Oleh: Nahdoh Fikriyyah Islam
Dosen dan Pengamat Politik

Pandemi belum juga landai yang menunjukkan situasi sudah bisa bersahabat kembali. Pasien terinfeksi hingga meninggal terus berjatuhan. Baik yang dirawat di RS maupun yang hanya isolasi mandiri (isoman). Sehingga membuat pemerintah harus memberlakukan PPKM, bahkan memperpanjangnya. Meskipun terjadi pro-kontra dengan kebijakan tersebut, tetap saja diberlakukan. Walhasil, rakyat semakin menjerit karena banyak yang kehilangan pekerjaan tanpa ada kepedulian yang sungguh- sungguh untuk menanggung beban rakyat selama pandemi.

Begitu juga dengan nasib pelajar. Sudah lebih dari setahun, mereka harus belajar dari rumah secara online (daring). Banyak kekurangan di sana sini yang menjadi kendala pelaksanaan sekolah daring tidak tuntas diselesaikan. Bahkan sebagian sekolah nekat tetap luring dengan berbagai pertimbangan dan menjalankan prokes.

Situasi sulit ini tentu tidak luput dari perhatian banyak pihak. Terlepas apakah perhatian itu tulus atau sekedar basa basi. Karena secara naluri kemanusiaan, melihat situasi generasi ditengah pandemi ini pasti sedih dan menyayat hati.

Sebagaimana dilansir dari media TEMPO.COM, Jumat (23/07/2021), di tengah peringatan Hari Anak Nasional, Menteri Keuangan Sri Mulyani Indrawati mengungkapkan anak-anak Indonesia masih dihadapkan dengan situasi pandemi Covid-19. Kondisi ini menyebabkan anak-anak harus melakukan seluruh aktivitas, termasuk belajar dan bermain.

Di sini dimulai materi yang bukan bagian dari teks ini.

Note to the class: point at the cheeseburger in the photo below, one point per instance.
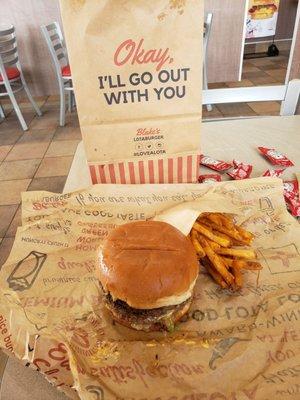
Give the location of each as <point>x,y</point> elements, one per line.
<point>148,271</point>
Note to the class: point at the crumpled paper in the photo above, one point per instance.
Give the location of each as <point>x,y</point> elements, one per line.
<point>234,346</point>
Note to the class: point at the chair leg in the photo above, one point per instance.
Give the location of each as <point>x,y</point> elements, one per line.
<point>70,101</point>
<point>2,115</point>
<point>34,105</point>
<point>16,107</point>
<point>62,118</point>
<point>205,86</point>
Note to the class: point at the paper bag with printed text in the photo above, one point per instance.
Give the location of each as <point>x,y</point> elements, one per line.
<point>137,72</point>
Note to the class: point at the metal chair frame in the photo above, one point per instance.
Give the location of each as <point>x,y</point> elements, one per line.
<point>206,35</point>
<point>9,87</point>
<point>56,46</point>
<point>287,94</point>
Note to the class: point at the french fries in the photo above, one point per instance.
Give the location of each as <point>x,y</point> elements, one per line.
<point>242,253</point>
<point>217,262</point>
<point>213,235</point>
<point>210,235</point>
<point>196,244</point>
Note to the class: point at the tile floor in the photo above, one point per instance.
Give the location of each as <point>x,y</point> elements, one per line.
<point>40,158</point>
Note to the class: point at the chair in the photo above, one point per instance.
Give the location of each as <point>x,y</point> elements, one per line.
<point>11,76</point>
<point>287,94</point>
<point>56,46</point>
<point>206,35</point>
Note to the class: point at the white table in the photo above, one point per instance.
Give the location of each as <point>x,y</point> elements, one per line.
<point>226,140</point>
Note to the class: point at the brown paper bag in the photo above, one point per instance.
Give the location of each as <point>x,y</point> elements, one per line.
<point>137,73</point>
<point>231,346</point>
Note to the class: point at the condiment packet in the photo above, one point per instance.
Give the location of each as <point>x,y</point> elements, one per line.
<point>211,163</point>
<point>275,157</point>
<point>291,189</point>
<point>240,171</point>
<point>291,195</point>
<point>275,173</point>
<point>209,178</point>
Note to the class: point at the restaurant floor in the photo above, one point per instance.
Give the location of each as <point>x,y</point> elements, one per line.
<point>40,158</point>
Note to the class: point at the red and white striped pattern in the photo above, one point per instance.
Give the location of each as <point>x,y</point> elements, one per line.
<point>183,169</point>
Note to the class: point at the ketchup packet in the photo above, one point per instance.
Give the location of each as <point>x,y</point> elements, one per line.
<point>291,195</point>
<point>275,157</point>
<point>211,163</point>
<point>240,171</point>
<point>274,172</point>
<point>209,178</point>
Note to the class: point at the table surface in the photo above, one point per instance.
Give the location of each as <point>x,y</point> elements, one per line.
<point>227,140</point>
<point>223,140</point>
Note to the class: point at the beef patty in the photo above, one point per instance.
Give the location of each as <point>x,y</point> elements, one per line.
<point>161,318</point>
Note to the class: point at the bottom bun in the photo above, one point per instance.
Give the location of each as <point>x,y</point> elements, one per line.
<point>156,319</point>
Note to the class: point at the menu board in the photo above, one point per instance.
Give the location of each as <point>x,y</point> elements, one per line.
<point>262,18</point>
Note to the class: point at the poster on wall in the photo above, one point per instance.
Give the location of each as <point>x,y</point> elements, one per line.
<point>262,18</point>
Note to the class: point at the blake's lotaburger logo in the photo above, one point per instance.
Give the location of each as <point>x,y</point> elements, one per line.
<point>131,52</point>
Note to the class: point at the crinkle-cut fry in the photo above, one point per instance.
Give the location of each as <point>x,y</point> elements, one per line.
<point>214,273</point>
<point>249,265</point>
<point>238,277</point>
<point>205,231</point>
<point>232,233</point>
<point>196,244</point>
<point>245,242</point>
<point>244,233</point>
<point>240,253</point>
<point>213,218</point>
<point>221,220</point>
<point>215,246</point>
<point>217,262</point>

Ia mengungkapkan, anak-anak harus tetap dapat meraih cita-citanya di masa depan. Mantan Direktur Pelaksana Bank Dunia itu pun mengajak anak-anak tetap riang belajar, kreatif, dan berprestasi di bidang yang disukai.

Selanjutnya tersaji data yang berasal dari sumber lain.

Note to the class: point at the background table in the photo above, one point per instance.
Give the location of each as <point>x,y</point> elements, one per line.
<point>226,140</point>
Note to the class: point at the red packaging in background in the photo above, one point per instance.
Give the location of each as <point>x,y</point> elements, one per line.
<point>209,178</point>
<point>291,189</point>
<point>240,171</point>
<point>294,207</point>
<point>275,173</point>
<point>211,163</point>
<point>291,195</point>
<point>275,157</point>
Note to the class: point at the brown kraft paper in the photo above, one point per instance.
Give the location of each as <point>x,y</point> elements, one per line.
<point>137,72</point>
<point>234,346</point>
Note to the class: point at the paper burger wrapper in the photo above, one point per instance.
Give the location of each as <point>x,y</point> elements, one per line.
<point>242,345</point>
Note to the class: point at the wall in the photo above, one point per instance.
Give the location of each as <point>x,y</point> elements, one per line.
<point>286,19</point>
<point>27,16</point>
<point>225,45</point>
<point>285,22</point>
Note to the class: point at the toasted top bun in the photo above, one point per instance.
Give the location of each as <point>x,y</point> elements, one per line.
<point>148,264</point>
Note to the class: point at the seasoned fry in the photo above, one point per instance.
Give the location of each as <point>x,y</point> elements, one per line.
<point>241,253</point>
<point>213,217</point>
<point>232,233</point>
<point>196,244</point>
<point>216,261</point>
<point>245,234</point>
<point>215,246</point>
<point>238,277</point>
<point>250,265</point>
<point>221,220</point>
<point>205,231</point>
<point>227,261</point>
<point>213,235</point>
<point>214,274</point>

Sri Mulyani menjelaskan, pemerintah melalui APBN mendukung pendidikan anak dengan memberikan berbagai bentuk bantuan. Bantuan itu dicairkan dalam program keluarga harapan atau PKH, bantuan operasional sekolah, program Indonesia Pintar, kartu Indonesia Pintar, sampai subsidi kuota internet.

Himbauan Menkeu, Sri Mulyani tersebut sudah benar.  Bantuan yang diberikan adalah kewajiban dari negara sebagai pengurus rakyat. Bahkan ajakan untuk tetap riang belajar, kreatif dan berprestasi adalah motivasi yang positif. Hanya saja pertanyaannya, mungkinkah?

Semenjak pandemi, belajar melalui online, banyak orang tua yang kehilangan pekerjaan atau berkurang penghasilan. Lalu dituntut harus menyiapkan dana untuk anak-anaknya belajar online. Oke, katanya data dibantu oleh pemerintah, bagaimana dengan handphone-nya? Adakah pemerintah membagi handphone gratis bagi keluarga yang tidak mampu membelinya? Berapa sih bantuan dari pemerintah dalam kartu-kartu itu? Boro-boro beli handphone, makan saja tidak tentu lagi. Dapatkah anak-anak bahagia dengan situasi seperti ini?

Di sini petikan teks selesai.